Semantic ranking in Azure AI Search

In Azure AI Search, semantic ranker is a feature that measurably improves search relevance by using Microsoft's language understanding models to rerank search results. Semantic ranker is also built into agentic retrieval. This article is a high-level introduction to help you understand the behaviors and benefits of semantic ranker.

Semantic ranker is a premium feature that's billed by usage, but you can use it for free subject to service limits for the free tier. We recommend this article for background, but if you'd rather get started, follow these steps.

What is semantic ranking?

Semantic ranker is a collection of query-side capabilities that improve the quality of an initial BM25-ranked or RRF-ranked search result for text-based queries, the text portion of vector queries, and hybrid queries. Semantic ranking extends the query execution pipeline in three ways:

First, it always adds secondary ranking over an initial result set that was scored using BM25 or Reciprocal Rank Fusion (RRF). This secondary ranking uses multilingual, deep learning models adapted from Microsoft Bing to promote the most semantically relevant results.
Second, it returns captions and optionally extracts answers in the response, which you can render on a search page to improve the user's search experience.
Third, if you enable query rewrite, it expands an initial query string into multiple semantically similar query strings.

Secondary ranking and "answers" apply to the query response. Query rewrite is part of the query request.

Here are the capabilities of the semantic reranker.

Capability	Description
L2 ranking	Uses the context or semantic meaning of a query to compute a new relevance score over preranked results.
Semantic captions and highlights	Extracts verbatim sentences and phrases from fields that best summarize the content, with highlights over key passages for easy scanning. Captions that summarize a result are useful when individual content fields are too dense for the search results page. Highlighted text elevates the most relevant terms and phrases so that users can quickly determine why a match was considered relevant.
Semantic answers	An optional and extra substructure returned from a semantic query. It provides a direct answer to a query that looks like a question. It requires that a document has text with the characteristics of an answer.
Query rewrite	Using text queries or the text portion of a vector query, semantic ranker creates up to 10 variants of the query, perhaps correcting typos or spelling errors, or rephrasing a query using generated synonyms. The rewritten query runs on the search engine. The results are scored using BM25 or RRF scoring, and then rescored by semantic ranker.

How semantic ranker works

Semantic ranker takes a query and results, then sends them to language understanding models hosted by Microsoft. It scans for better matches.

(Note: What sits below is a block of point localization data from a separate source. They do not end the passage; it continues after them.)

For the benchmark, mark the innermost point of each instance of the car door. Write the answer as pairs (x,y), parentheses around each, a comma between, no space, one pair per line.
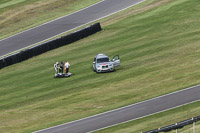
(116,61)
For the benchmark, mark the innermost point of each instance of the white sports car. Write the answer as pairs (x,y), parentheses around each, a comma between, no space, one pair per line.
(102,63)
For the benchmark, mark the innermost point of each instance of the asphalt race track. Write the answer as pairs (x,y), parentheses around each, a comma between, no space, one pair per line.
(113,117)
(58,26)
(128,113)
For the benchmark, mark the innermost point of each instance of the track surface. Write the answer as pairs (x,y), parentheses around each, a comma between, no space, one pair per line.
(131,112)
(56,27)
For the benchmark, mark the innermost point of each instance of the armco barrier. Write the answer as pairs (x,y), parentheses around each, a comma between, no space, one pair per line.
(47,46)
(175,126)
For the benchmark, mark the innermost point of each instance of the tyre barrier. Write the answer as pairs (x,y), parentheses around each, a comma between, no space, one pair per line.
(175,126)
(50,45)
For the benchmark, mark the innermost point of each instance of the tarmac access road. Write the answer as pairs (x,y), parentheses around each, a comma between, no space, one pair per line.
(128,113)
(63,24)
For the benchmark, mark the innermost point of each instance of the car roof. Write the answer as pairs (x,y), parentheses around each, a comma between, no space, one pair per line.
(101,56)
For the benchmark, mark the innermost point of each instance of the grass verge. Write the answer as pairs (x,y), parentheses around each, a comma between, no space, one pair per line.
(19,15)
(160,120)
(158,43)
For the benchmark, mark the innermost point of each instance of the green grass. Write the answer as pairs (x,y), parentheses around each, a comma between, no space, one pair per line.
(160,120)
(19,15)
(158,43)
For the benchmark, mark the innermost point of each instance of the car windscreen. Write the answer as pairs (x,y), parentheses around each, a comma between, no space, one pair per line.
(102,60)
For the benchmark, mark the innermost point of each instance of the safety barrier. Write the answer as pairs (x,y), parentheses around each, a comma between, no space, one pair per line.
(47,46)
(175,126)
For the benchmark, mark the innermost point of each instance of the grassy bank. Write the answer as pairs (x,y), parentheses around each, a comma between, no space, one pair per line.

The following illustration explains the concept. Consider the term "capital". It has different meanings depending on whether the context is finance, law, geography, or grammar. Through language understanding, the semantic ranker detects context and promotes results that fit query intent.

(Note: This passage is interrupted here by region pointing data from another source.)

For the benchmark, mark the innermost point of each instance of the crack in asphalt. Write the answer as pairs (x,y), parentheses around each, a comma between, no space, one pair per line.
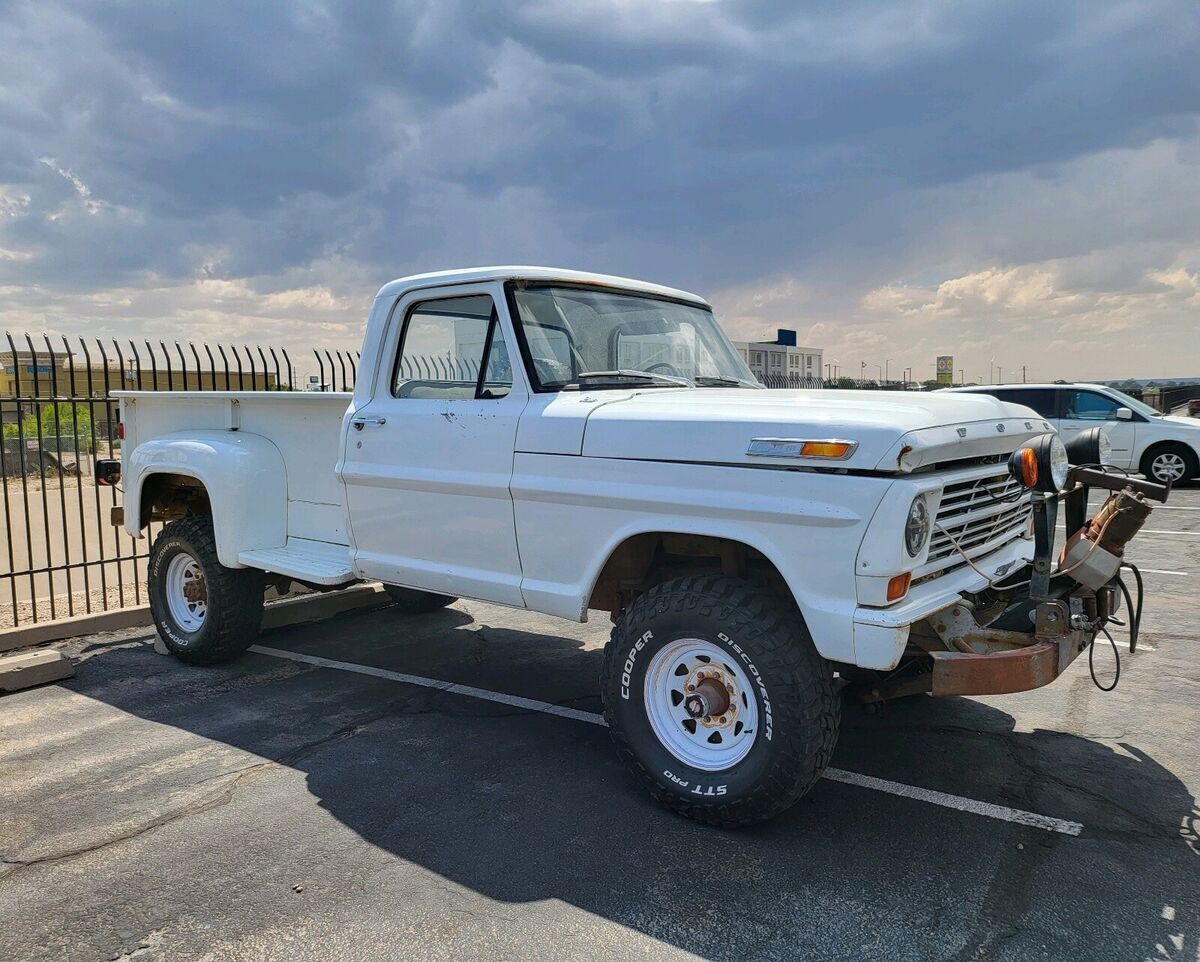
(215,800)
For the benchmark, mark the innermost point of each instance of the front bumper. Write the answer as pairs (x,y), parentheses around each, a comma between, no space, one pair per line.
(1003,672)
(882,633)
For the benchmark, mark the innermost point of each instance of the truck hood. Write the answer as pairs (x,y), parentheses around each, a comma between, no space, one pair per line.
(893,431)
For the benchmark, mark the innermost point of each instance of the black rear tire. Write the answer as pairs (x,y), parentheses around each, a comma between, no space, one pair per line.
(412,601)
(797,708)
(233,596)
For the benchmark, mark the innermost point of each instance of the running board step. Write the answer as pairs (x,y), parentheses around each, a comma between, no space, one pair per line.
(316,561)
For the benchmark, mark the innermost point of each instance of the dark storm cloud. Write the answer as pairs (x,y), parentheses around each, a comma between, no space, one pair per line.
(707,140)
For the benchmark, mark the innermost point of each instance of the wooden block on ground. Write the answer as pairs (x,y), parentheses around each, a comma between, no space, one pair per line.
(28,668)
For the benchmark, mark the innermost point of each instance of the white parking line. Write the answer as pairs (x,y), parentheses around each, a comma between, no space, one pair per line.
(432,683)
(837,775)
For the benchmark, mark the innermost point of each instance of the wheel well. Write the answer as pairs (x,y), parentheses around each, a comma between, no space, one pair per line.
(166,497)
(645,560)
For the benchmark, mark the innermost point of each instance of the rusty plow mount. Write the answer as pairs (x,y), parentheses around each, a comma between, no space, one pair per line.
(983,644)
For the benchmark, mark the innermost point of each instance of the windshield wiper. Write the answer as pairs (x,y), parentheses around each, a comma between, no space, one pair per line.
(625,373)
(718,380)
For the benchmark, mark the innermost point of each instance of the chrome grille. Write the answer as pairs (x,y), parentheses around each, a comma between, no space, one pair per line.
(982,513)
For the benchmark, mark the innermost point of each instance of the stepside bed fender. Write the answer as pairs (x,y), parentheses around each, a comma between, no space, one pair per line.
(243,474)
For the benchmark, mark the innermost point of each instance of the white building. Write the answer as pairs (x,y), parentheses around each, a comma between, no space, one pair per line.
(779,361)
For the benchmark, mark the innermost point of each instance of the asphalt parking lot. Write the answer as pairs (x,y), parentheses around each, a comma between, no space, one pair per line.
(279,809)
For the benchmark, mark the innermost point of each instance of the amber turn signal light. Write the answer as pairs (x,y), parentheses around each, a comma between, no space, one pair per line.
(1026,463)
(898,587)
(826,449)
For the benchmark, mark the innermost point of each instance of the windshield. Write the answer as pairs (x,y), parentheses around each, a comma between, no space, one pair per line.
(606,338)
(1135,404)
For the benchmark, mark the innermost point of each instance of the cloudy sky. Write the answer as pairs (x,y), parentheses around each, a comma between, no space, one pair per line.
(1017,181)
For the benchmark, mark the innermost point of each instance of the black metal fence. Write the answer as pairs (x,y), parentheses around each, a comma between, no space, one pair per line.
(63,557)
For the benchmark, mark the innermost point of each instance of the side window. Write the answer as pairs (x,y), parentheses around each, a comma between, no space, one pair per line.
(453,348)
(1042,400)
(1087,406)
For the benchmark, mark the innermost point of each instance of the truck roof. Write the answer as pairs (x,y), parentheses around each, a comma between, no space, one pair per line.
(1031,384)
(401,286)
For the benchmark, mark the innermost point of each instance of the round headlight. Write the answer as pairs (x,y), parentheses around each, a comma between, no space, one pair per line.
(1091,446)
(1059,462)
(916,528)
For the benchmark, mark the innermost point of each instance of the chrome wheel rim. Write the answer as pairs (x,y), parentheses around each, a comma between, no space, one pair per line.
(700,704)
(187,595)
(1168,467)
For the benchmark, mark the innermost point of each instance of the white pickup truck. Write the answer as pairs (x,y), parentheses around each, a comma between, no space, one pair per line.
(567,443)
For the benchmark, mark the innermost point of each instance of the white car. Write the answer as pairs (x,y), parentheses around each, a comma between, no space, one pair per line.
(1162,446)
(568,442)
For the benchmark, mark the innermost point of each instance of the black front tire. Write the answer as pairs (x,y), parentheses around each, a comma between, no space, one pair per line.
(234,596)
(1161,457)
(412,601)
(798,709)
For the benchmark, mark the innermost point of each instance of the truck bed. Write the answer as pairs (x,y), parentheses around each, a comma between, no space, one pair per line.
(304,426)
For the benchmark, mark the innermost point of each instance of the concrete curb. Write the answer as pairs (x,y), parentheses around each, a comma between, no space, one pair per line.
(28,668)
(293,611)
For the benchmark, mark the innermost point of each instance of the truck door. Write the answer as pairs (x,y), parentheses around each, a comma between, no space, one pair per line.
(1083,409)
(429,458)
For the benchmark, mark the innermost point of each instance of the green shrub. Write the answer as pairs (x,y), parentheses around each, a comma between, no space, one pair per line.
(61,420)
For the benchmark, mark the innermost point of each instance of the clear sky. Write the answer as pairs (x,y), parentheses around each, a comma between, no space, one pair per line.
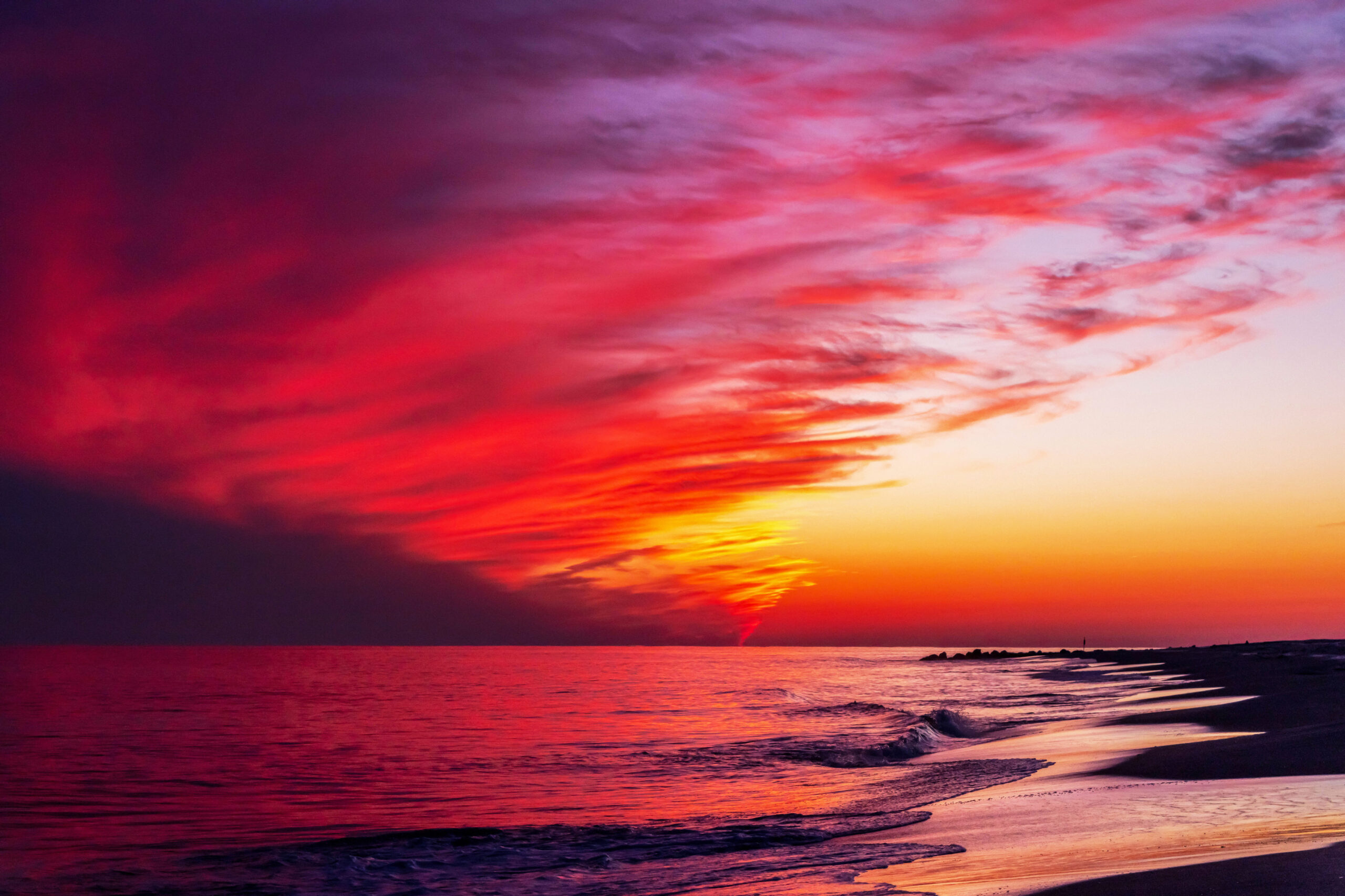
(986,322)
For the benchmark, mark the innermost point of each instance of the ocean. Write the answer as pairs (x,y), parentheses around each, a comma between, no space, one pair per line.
(557,772)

Semantic ranking uses a lot of resources and time. To finish processing within the expected latency of a query operation, the system consolidates and reduces inputs to the semantic ranker. This approach helps complete the reranking step as quickly as possible.

Semantic ranking has three steps:

Collect and summarize inputs
Score results by using the semantic ranker
Output rescored results, captions, and answers

How the system collects and summarizes inputs

In semantic ranking, the query subsystem passes search results as an input to summarization and ranking models. Because the ranking models have input size constraints and are processing intensive, search results must be sized and structured (summarized) for efficient handling.

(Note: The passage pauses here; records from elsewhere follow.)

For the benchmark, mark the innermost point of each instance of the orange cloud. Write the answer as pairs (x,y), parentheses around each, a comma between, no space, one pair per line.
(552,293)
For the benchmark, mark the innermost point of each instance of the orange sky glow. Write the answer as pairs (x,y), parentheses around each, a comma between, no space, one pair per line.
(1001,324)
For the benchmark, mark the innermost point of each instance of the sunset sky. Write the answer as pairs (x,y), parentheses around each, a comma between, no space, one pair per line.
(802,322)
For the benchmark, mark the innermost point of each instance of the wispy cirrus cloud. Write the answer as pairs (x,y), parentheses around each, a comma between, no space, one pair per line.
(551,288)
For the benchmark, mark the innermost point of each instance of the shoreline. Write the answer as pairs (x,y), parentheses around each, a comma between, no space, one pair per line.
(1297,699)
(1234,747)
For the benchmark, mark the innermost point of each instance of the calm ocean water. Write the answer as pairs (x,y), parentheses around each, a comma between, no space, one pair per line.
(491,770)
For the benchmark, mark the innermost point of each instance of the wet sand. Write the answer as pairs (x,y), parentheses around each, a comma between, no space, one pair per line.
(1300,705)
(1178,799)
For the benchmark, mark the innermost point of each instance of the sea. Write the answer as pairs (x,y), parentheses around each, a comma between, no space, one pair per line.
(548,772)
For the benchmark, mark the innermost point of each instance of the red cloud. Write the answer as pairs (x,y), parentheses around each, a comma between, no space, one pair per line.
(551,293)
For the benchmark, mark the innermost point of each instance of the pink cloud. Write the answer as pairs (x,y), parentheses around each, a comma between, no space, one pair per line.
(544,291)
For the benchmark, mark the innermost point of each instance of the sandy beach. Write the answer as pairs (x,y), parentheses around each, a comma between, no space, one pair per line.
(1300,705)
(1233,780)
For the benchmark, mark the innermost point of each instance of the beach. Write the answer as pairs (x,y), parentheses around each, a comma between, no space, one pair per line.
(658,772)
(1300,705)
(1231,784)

The semantic ranker starts with a BM25-ranked result from a text query or an RRF-ranked result from a vector or hybrid query. The reranking exercise uses only text. Even if results include more than 50 results, only the top 50 results progress to semantic ranking. Typically, semantic ranking uses informational and descriptive fields.
For each document in the search result, the summarization model accepts up to 2,000 tokens, where a token is approximately 10 characters. The model assembles inputs from the "title", "keyword", and "content" fields listed in the semantic configuration.
The system trims excessively long strings to ensure the overall length meets the input requirements of the summarization step. This trimming exercise is why it's important to add fields to your semantic configuration in priority order. If you have very large documents with text-heavy fields, the system ignores anything after the maximum limit.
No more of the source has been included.